Auch der Sonnenuntergang, als Metapher eines abrupt aus dem Leben geschiedenen jungen und hoffnungsvollen Menschen gedacht, ist fehl am Platz. Ein Sonnenuntergang ist ein lebhaftes und lebendiges Naturschauspiel, ein toter Körper starr und unbeweglich. Eine untergehende Sonne vollendet ihren ganzen Lauf und gerät nicht plötzlich und am hellichten Tag aus ihrer Bahn oder fällt vom Himmel. Der Vergleich wirkt wie dem Satz aufgepropft. Was ausserdem für die Reflexionen einer allmählich versinkenden Sonne gelten mag, die den Licht- und Schattenverhältnissen einer Leichenhalle vergeblich entgegenstrahlt. Sie werden zusammen nicht kommen.
Man erwartet ja nicht, Literatur in einem Kriminalroman zu finden, und will über seine generelle grammatische Armut hinweglesen, solange es ihm an spannender Handlung nicht gebricht. Aber die Spannung speist sich nur aus dem, was der Autor einzig aus dem Grunde verschweigt, sie zu erzeugen, und die Auflösung bietet einen faden Knochen feil.

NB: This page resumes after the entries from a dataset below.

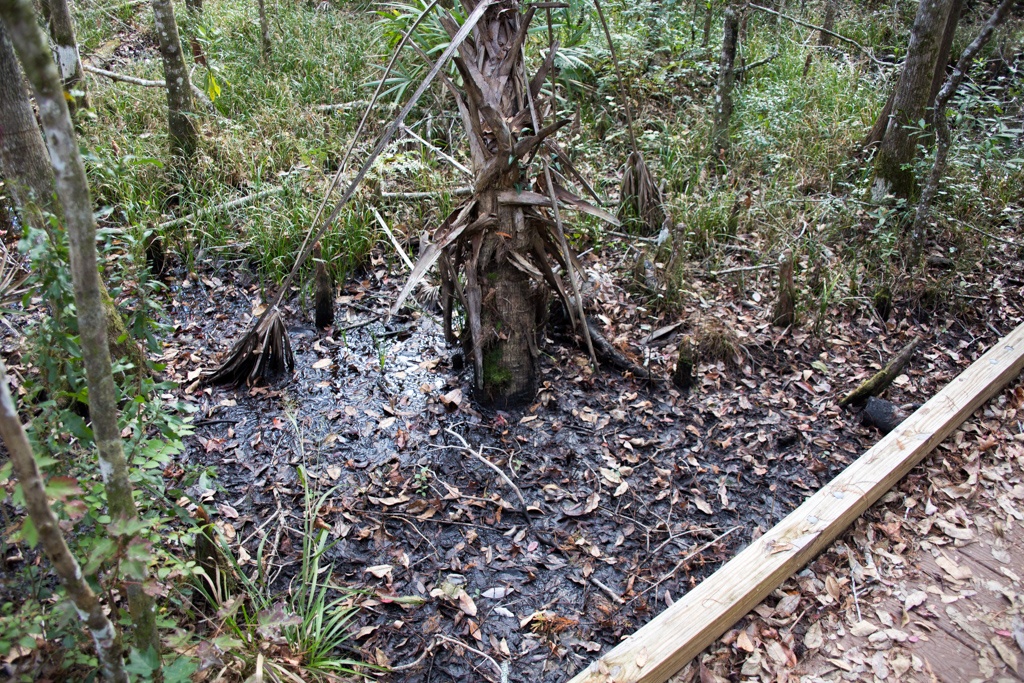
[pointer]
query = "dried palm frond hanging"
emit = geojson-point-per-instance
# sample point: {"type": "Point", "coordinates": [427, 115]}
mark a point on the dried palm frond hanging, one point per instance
{"type": "Point", "coordinates": [265, 351]}
{"type": "Point", "coordinates": [640, 200]}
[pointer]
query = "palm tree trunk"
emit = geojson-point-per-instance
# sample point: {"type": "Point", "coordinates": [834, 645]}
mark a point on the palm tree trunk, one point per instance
{"type": "Point", "coordinates": [73, 191]}
{"type": "Point", "coordinates": [104, 636]}
{"type": "Point", "coordinates": [180, 127]}
{"type": "Point", "coordinates": [892, 175]}
{"type": "Point", "coordinates": [66, 49]}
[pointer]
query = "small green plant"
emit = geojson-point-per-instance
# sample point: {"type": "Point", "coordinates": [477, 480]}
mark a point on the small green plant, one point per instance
{"type": "Point", "coordinates": [381, 346]}
{"type": "Point", "coordinates": [422, 479]}
{"type": "Point", "coordinates": [309, 624]}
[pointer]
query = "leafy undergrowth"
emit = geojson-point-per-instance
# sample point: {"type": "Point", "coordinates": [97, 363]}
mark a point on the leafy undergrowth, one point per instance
{"type": "Point", "coordinates": [636, 492]}
{"type": "Point", "coordinates": [926, 585]}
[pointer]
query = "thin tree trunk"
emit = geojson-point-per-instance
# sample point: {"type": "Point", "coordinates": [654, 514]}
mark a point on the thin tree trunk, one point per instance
{"type": "Point", "coordinates": [945, 47]}
{"type": "Point", "coordinates": [24, 161]}
{"type": "Point", "coordinates": [264, 30]}
{"type": "Point", "coordinates": [26, 166]}
{"type": "Point", "coordinates": [942, 138]}
{"type": "Point", "coordinates": [66, 51]}
{"type": "Point", "coordinates": [892, 175]}
{"type": "Point", "coordinates": [180, 127]}
{"type": "Point", "coordinates": [73, 191]}
{"type": "Point", "coordinates": [709, 15]}
{"type": "Point", "coordinates": [91, 612]}
{"type": "Point", "coordinates": [726, 79]}
{"type": "Point", "coordinates": [827, 23]}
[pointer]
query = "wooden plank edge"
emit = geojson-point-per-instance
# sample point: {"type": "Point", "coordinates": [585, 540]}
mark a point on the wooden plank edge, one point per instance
{"type": "Point", "coordinates": [667, 643]}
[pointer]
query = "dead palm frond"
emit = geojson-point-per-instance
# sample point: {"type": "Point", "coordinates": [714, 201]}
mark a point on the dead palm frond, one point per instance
{"type": "Point", "coordinates": [640, 199]}
{"type": "Point", "coordinates": [265, 351]}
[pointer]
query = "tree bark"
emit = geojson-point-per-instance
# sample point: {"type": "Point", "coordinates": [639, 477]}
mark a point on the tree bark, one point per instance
{"type": "Point", "coordinates": [882, 122]}
{"type": "Point", "coordinates": [726, 80]}
{"type": "Point", "coordinates": [104, 636]}
{"type": "Point", "coordinates": [942, 138]}
{"type": "Point", "coordinates": [26, 166]}
{"type": "Point", "coordinates": [180, 127]}
{"type": "Point", "coordinates": [73, 191]}
{"type": "Point", "coordinates": [66, 52]}
{"type": "Point", "coordinates": [892, 175]}
{"type": "Point", "coordinates": [24, 161]}
{"type": "Point", "coordinates": [709, 16]}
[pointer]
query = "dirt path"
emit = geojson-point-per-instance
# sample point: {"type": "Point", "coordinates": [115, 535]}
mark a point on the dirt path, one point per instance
{"type": "Point", "coordinates": [928, 585]}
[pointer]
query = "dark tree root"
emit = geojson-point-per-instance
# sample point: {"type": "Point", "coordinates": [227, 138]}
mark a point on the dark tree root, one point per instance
{"type": "Point", "coordinates": [610, 355]}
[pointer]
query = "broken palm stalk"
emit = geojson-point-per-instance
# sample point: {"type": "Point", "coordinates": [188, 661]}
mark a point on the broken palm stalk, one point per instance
{"type": "Point", "coordinates": [640, 201]}
{"type": "Point", "coordinates": [882, 379]}
{"type": "Point", "coordinates": [502, 252]}
{"type": "Point", "coordinates": [264, 351]}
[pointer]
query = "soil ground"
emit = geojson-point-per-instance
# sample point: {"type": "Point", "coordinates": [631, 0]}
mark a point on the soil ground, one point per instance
{"type": "Point", "coordinates": [636, 491]}
{"type": "Point", "coordinates": [925, 587]}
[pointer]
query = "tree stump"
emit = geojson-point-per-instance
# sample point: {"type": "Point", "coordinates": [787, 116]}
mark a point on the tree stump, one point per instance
{"type": "Point", "coordinates": [785, 306]}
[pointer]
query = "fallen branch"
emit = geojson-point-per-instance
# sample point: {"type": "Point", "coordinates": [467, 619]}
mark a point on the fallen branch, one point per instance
{"type": "Point", "coordinates": [114, 76]}
{"type": "Point", "coordinates": [607, 591]}
{"type": "Point", "coordinates": [503, 672]}
{"type": "Point", "coordinates": [742, 268]}
{"type": "Point", "coordinates": [458, 191]}
{"type": "Point", "coordinates": [882, 379]}
{"type": "Point", "coordinates": [824, 31]}
{"type": "Point", "coordinates": [755, 65]}
{"type": "Point", "coordinates": [394, 243]}
{"type": "Point", "coordinates": [449, 158]}
{"type": "Point", "coordinates": [226, 206]}
{"type": "Point", "coordinates": [145, 83]}
{"type": "Point", "coordinates": [505, 477]}
{"type": "Point", "coordinates": [608, 353]}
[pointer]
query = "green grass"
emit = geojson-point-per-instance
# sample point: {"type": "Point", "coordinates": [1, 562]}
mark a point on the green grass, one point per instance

Die Handlung, die Motive, die Themen stellen sich solche Autoren aus den Tagesmedien zusammen, aus den gepushten Mainstream-Schlagzeilen ihrer Kollegen im Geist. Vox populi missfallet nie. Pro Kapitel ein kleiner Exkurs in eine lächerliche Pseudophilosophie, immer wieder ein paar Schlüpfrigkeiten, Erotik genannt, fertig ist das Grundrezept für einen preiszukrönenden Roman. Wenn es nur für das Genre des Kriminalromans gälte!
Es wird mit den zufriedenen Lesern solcher Sprache bald soweit kommen, dass ihre einzigen Verben aus sein und haben bestehen und nur eine Form kennen für die Gegenwart, das Präsens, nur noch ein immer unvollendetes Präteritum und weder ein Futurum noch einen Konjunktiv, welcher Art auch immer, sondern eine alles in eins fassende Würde-Form.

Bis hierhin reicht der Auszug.